So I am sure you might have been aware that the importation of grain has always been illegal in Zimbabwe. Well, not anymore, as the government has done away with the prohibition of grain importation. Anyone, from individuals to businesses, can now import grain – never mind the quantity (it can be any quantity). This is meant to offer assistance to the government who seem to be struggling to ensure the adequate availability of grain locally. So if you have the money to import grain, now you can do so without any problems since it is now legal.

Minister Perrance Shiri’s Remarks

This development was announced by the minister just after a Cabinet meeting held on Monday. The minister said that anyone can now import grain either for domestic use or to sell. He pointed out that what the importer chooses to do is up to their discretion. However, you will have to secure an import license from the Ministry of Lands, Agriculture, Water, Climate and Rural Resettlement. He also said that those interested can approach the Agricultural Marketing Authority – AMA to get their import licenses. He emphasized that there is no limit as to the quantity of grain one can import into the country. In fact, Minister Shiri actually said that those who will do that will be augmenting the government’s efforts to make grain adequately available locally. He also said that getting licenses will be hassle-free.

What Led To The Minister’s Remarks?

Sometime last week, the minister was asked a question during a Senate session. The question was regarding what the government was doing to ensure small livestock industries remain functional. This was in pursuance of an argument whereby most farmers had expressed concern on how difficult it is to source grain from GMB for the purposes of stock feeds. That is when the minister addressed the question by saying that accessibility of grain by these farmers has been hampered by the issue of allocations. He said that the government has prioritized grain allocation for human consumption as opposed to livestock consumption. This is obviously stemming from the inadequate supply of the locally produced grain. Following that is when he outlined the new development where anyone can now import grain provided they get an import license. He said as for grain for livestock feeds people could still approach the GMB to get such. The condition being they will only be able to access grain that is spoiled or no longer suitable for human consumption.

The Prevailing Drought Situation

Last year the country did not get favourable rainfall and that induced a drought. This means that there is a discrepancy in the amount of grain available and the amount of grain needed. The estimated amount of grain required to see the country through till the next harvest is close to a million tonnes. Typically, Zimbabwe requires close to 2 million tonnes to have sufficient grain. This whole scenario is the reason why the government has opened the avenue for those with funds to import grain if they can. This is because the amount of grain required to see the nation up to the next harvest will come from grain imports.

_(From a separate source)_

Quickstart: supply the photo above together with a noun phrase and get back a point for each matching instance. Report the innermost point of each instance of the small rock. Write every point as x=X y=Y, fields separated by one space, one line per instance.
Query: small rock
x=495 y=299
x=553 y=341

It is quite unfortunate that this measure is now coming this late. Had this always been the case we would not have been rocked by grain shortages. It is apparent that the nation is being affected by climate change which means we have to move away from heavy reliance on natural rains. As a nation, we need to rethink our approaches in agriculture and agricultural policies in general. In the same vein, we need to also take livestock production very seriously. Most people are now venturing into this line of business and they really need to be given the necessary support. Since livestock production requires feeds it means the adequate supply of grain must be guaranteed. Even our farming methods need to be reviewed in light of how our climate and weather is changing. For instance, this is the beginning of October and as I write this article the weather is extremely cold – something unlike of this time of the year. So there is a need to invest in research into new types of crop varieties and new farming methods (e.g. vertical farming).